When they had passed a dozen weary doors, Chelle asked, “Where are you going?”
“To our stateroom. I thought Achille would be waiting outside. He wasn’t and I’d like to be where he can find me, at least for the next hour or two. I’ll probably go out on the veranda and read. What about you?”
“Going down to the second-class bar. I just decided.” Grinning, Chelle raised her larger hand. “I swear I won’t have more than a couple of beers, and I won’t cheat on you. Trust me?”
Skip nodded. “I love you too much not to.”
“Okay. I need to talk to the guys and tell them to lay off the rough stuff until we get to that island he’s heading for.”
“Grenada.”
“Yeah, that was it. I’ll circulate and pass the word. Then I’ll come in and make you drop your book.”
As he walked down the corridor to their cabin, Skip decided that he would read for no longer than one hour. If Chelle had not returned by then, he too would look in on the second-class bar.
Achille was waiting outside the door. “We talk, mon. Mus’ talk. I got big news. Bad news.”
Skip slipped his key card into the lock. “Come in. I’ve got a question, but I may not need to ask it after I hear your news.”
Hesitantly, Achille followed him in. “Is good, I come in this place?”
“You’re worried about Chelle. She isn’t here, and you’ll be gone before she comes back. You said you had news. What is it?”
“They take me, los picaróns . Take my hooks.”
Skip nodded. “I should have noticed that when you opened the door and waved to me. I knew something was wrong with the way you looked, but I didn’t know what it was. How did you open the door?”
Achille grinned. “Roll him between arms, mon.” He demonstrated, one brawny forearm on top of an imaginary doorknob and the other below it. “This how I do him all days.”
“I see.

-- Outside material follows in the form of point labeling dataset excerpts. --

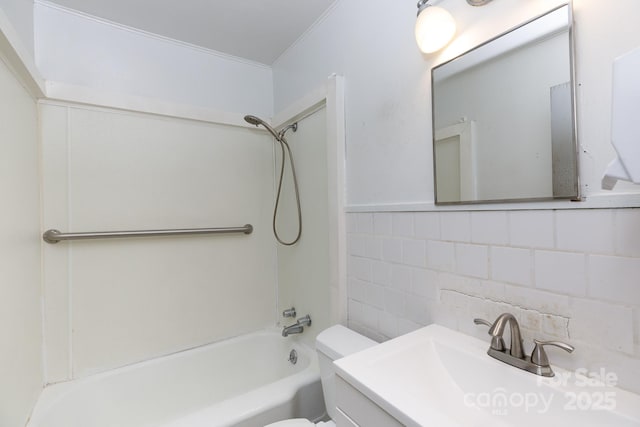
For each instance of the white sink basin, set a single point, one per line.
(440, 377)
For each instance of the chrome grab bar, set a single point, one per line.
(54, 236)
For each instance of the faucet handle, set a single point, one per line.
(482, 322)
(304, 321)
(289, 312)
(539, 356)
(497, 342)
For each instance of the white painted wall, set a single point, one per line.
(111, 303)
(79, 51)
(388, 85)
(567, 274)
(303, 269)
(20, 287)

How did you get away from the hijackers?”
“They let me go, mon. Take my hooks, I no fight then. Give paper and let go. I say I take to you. In pocket my shirt.” Lifting one shoulder and bending his head, Achille caught the top of a soiled note between his teeth.
Skip took it. It proved to be a list of names, some printed, some cursive: David Arthur Pechter, Gregorio I. Lo Casale, Joe Bonham, Donald Miles, Gerald Kent-Jermyn, and Angel Mendoza.
Achille pointed to the last. “Is gone, mon. He give slip before let me go. Him, him, him, him, him they still got. Rope on hands, feet, so they not give slip, too.”
“These five men are their prisoners?”
“Is so, mon. They give paper, make every mon write his name. They give me paper, say you come talk or they—” Achille made a throat-cutting gesture with the end of his right stump. “You come talk?”
“Yes. Yes, certainly.”
“No gun. No knife.”
Skip nodded. “Chelle doesn’t have a laptop. I ought to have gotten her one.” A short search uncovered paper with the ship’s name and image blazoned on top, and a pen.